- Allegiance: Bangladesh
- Branch: Bangladesh Army
- Service years: 1976–2014
- Rank: Brigadier General
- Unit: Army Service Corps
- Commands: Director General of National Security Intelligence; Station Commander, Jessore; Commandant of Army Service Corps Centre and School;

= M. Manzur Ahmed =

Bangladeshi general

M Manzur Ahmed is a retired brigadier general of the Bangladesh Army and former director-general of National Security Intelligence, the main civilian intelligence agency of Bangladesh.

== Career ==
Ahmed joined the Bangladesh Army as part of the 2nd short commission.

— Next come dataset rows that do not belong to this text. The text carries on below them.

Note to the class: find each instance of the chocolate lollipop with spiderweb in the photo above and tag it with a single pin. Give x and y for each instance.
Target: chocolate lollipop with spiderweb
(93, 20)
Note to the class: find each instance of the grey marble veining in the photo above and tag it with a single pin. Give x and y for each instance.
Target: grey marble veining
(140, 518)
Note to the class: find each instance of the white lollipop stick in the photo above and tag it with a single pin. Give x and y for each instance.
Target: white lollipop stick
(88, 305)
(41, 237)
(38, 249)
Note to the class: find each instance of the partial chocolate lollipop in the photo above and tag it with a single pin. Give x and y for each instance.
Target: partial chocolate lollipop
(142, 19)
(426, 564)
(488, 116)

Ahmed was sent to forced retirement during the Bangladesh Nationalist Party government term from 2001 to 2006. He was reinstated in the army and promoted after the Awami League came to power in 2009.

Despite being a retired officer, Ahmed was appointed director general of National Security Intelligence on 17 March 2009. He replaced Sheikh Md Monirul Islam, who had been appointed director general of the Bangladesh Institute of International and Strategic Studies. Ahmed was placed in charge of the agency as part of Prime Minister Sheikh Hasina's plan to reorganize the intelligence agencies of Bangladesh.

Ahmed was replaced by Major General Shamsul Haque as director general of National Security Intelligence in March 2014.